Islamistische Videopropaganda und die Relevanz ihrer Ästhetik


So erhellend empirischen Untersuchungen dieser Art auch sind, ihr Erkenntnisgewinn oder Aussagegehalt bleibt doch beschränkt, wenn es um die Alltagspraxis ihrer Nutzung geht. Eine Praxis, die auch immer eine der kulturellen Einbettung und Handlungen ist, eine des realen Publikums, seiner Dispositionen und seines Umfelds. Die Pädagogin und Islamwissenschaftlerin Lamya Kaddor5 spricht wie auch andere Experten in diesem Zusammenhang von einer Jugendprotestkultur. Und Wolfgang Schmidt bringt es auf den Punkt, wenn er feststellt: „Rap, Comics, die Computerspielindustrie, das Internet: All das vermischt sich mit der Ideologie der militanten Islamisten zu einer neuen ‚counter-culture‘“6 Zu ergänzen wären allerdings noch andere Vorbilder und „Ressourcen“: das Hollywood-Actionkino, Musikvideos, Werbeclips oder die Stilmittel populärer faktualer TV-Formate (Reportagen, Newssendungen).

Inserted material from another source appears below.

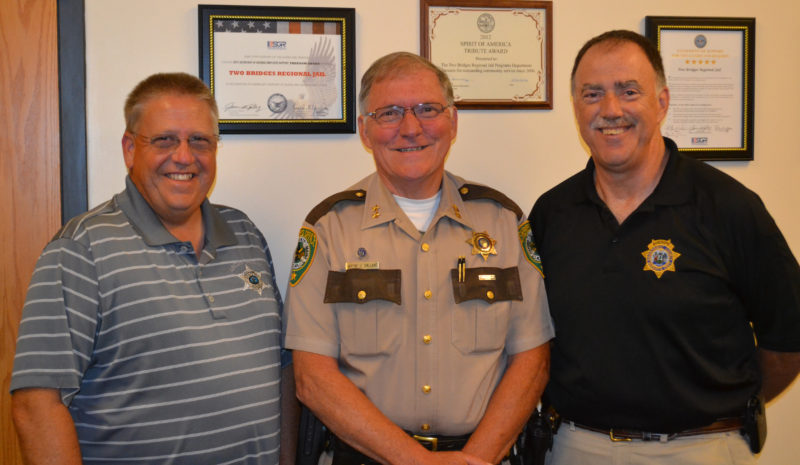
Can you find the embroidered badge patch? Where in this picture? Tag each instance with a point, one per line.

Was bisherige Betrachtungen, Analysen und Bewertungen weitgehend ausblenden, sind aber eben die Rückgriffe und Anspielungen auf – sowie die Aneignungen von – popkulturellen Inhalte und Verfahren für die Gestaltung der inakzeptablen Thesen und Aufrufe. Verstörend und besorgniserregend wirken aktuelle jihadistische und salafistische Videos ja nicht nur wegen ihrer Gewaltdarstellungen oder der radikalen Geschichts-, Welt- und Menschenbilder, sondern auch wegen ihrer verführerischen Anmutung. Dieser erheblicher Wandel in der ästhetischen Qualität solcher Produktionen in den letzten Jahren strahlt wieder auf den Inhalt aus und stellt selbst eine neue, eigene Herausforderung dar.

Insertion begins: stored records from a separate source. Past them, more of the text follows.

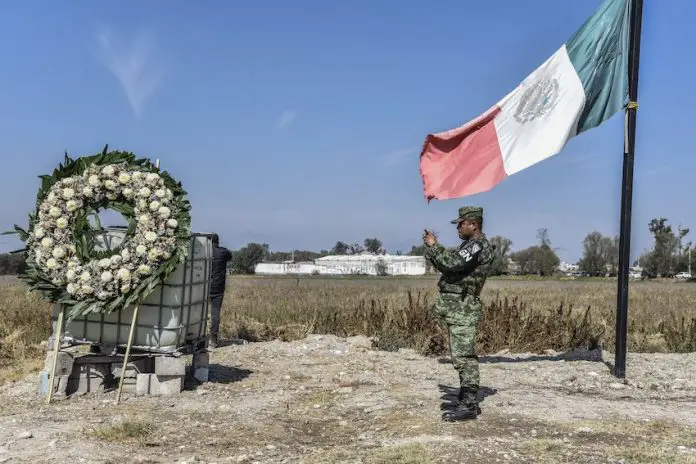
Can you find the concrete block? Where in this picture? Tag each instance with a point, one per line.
(152, 384)
(88, 378)
(201, 374)
(64, 366)
(201, 359)
(60, 384)
(140, 366)
(167, 366)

Der Begriff der „Ästhetik“ meint in diesem Zusammenhang nicht, wie in der Alltagsverwendung des Begriffs, das (Kunst-)Schöne, sondern schlicht die sinnliche Erlebniserfahrung aufgrund mediengestalterischen bzw., mit Blick auf die Online-Videos, filmformalen und stilistischen Handwerks. Und, nochmals, ein Film kann auch und gerade allein über seine Ästhetik ansprechend sein, affektiv-emotional und damit rhetorisch (also manipulativ oder überredend) wirken, eine geistige Haltung andienen, aussagekräftig und dabei gerade nicht rational-argumentativ wiederlegbar sein. Extremistische Bewegung haben dieses Attraktionspotenzial schon immer verstanden und für sich genutzt, von den Nationalsozialisten bis zu heutigen Neo-Nazis etwa.7
Für die Analyse und Bewertung von Islamisten- und Jihadisten-Propaganda, aber auch zur Entwicklung von Präventionsinhalten und Gegen-Narrativen ist daher eine doppelte Blickerweiterung dringend nötig. Zum einen die des Gegenstandes: Neben den verschiedenen „Texten“ (schriftsprachliche, visuelle, audiovisuelle) sowie der Begleitkommunikation (Kommentare auf Plattformen wie YouTube oder Facebook als Einbettung und Reaktionen) sind die Referenzinhalte und die verschiedenen Arten des intertextuellen Verweise zu berücksichtigen: Wie und wo bedienen sich Demagogen bei der Pop- oder Subkultur, bei Spielfilmen, Computerspielen oder Rap-Videos, ihren jugendattraktiven Formen und ihrer „Sprache“, die ja unterhaltungsästhetische Bedürfnisse bedienen und die Zielgruppe an welcher Stelle „abholen“?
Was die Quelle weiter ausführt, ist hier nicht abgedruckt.